9 Por dentro

Texto censurado pelo Facebook em 12 de setembro 2016 Flagro Cá Camila sustentando na altura dos olhos o globo- caleidoscópio onde as esquinas da Terra se…

Foto Fernanda Pompeu Foto Fernanda Pompeu

Texto censurado pelo Facebook em 12 de setembro 2016

Flagro Cá Camila sustentando na altura dos olhos o globo- caleidoscópio onde as esquinas da Terra se encontram. Surpreendo-a em intimidade plena. Seu indicador apontando o sul da Bahia, a unha encravando em Veridiana. Apreendo-a aqui e ao mesmo tempo além de todos os horizontes reais e fictícios.

Ela não consegue absolutamente me ver, nem supor que a observo, nem sequer me pressentir. Eu, ao contrário, não só posso vê-la como mostrá-la.

Camila tem:
nos olhos insígnias de dragão,
no queixo o exílio perene,
na boca largos sorrisos,
no nariz fome de açucenas,
na testa o signo do delírio,
nos dedos teclas de piano.

Nos braços e pernas, a sede do mundo. Seus seios são dois peixes, seu sexo desenhado a bico-de-pena. A cor da pele é a do pôr-do-sol. Seus cabelos exalam aroma de cedro. As linhas da mão formam um segredo. O corpo revela o poema que a alma escreve.
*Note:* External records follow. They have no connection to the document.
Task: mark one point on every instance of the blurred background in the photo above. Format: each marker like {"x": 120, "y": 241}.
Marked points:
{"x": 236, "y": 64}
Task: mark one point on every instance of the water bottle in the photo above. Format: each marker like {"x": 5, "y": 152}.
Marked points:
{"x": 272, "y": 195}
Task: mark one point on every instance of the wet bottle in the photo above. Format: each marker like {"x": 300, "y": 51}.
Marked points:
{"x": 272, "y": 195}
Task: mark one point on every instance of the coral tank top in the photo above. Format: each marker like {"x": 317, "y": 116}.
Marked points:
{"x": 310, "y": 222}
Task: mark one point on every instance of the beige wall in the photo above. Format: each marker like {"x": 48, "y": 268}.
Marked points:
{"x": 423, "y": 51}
Minha ubiquidade é tamanha que poderia mostrá-la por dentro, entretanto prefiro que ela mesma o faça. No entanto, algo posso adiantar: esta mulher não se deixa pegar. Imita um sonho quando no preciso momento que pensamos tê-lo aprisionado, despertamos.
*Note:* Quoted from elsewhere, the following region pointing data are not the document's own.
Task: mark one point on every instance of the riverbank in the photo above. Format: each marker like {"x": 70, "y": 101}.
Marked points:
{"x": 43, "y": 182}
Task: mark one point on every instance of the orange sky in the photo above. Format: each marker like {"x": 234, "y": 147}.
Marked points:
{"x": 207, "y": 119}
Está tão próxima de mim que ouço o pulsar das estrelas em suas veias, o relógio do coração, a performance dos neurônios. Esquadrinho-a: há um anjo apócrifo em sua cosmogonia.

fora: a tarde boceja, os cílios da noite pestanejam no galpão de artesanias. Pela janela, o desejo do mundo em ser visto arrebata Cá Camila.

Ela tem o apetite no forno da retina – voracidade de visões, vinte e quatro cinemas por segundo, carma onírico, ostra no líquido do olho. Sim, o talento em paralisar a realidade pelo olhar. Na sua gramática: viver é o verbo ver.

Porque sempre procura a luz, se pintasse seria uma impressionista tardia. Todas as manhãs desperta com o sol para assistir ao instante em que ele inventa tudo o que pensamos enxergar.

Ela confunde o mundo com o balcão de uma movimentada loja de máscaras, ela preferencial freguesa. Sua máscara-metáfora são poderosas raízes desentranhando-se do solo. Pretensiosa, pensa-se sozinha, único ser vivente no galpão de artesanias.

Mesmo que eu a tocasse não se daria por mim. Para esta mulher sou invisível. Paciência! Encaro sua vontade prestes a saltar o muro, a deixar o bosque que a viu nascer, a borrar os matizes que coloriram sua infância e primeira juventude. De costas frente perfil – algo em Cá Camila me fisga, conquistando-me.

Resolvo traduzi-la em suas futuras aventuras. Espreitá-la. Persegui-la no destino que o acaso soletrou no globo. É isto: serei seu duplo daqui até o lugar chamado Veridiana.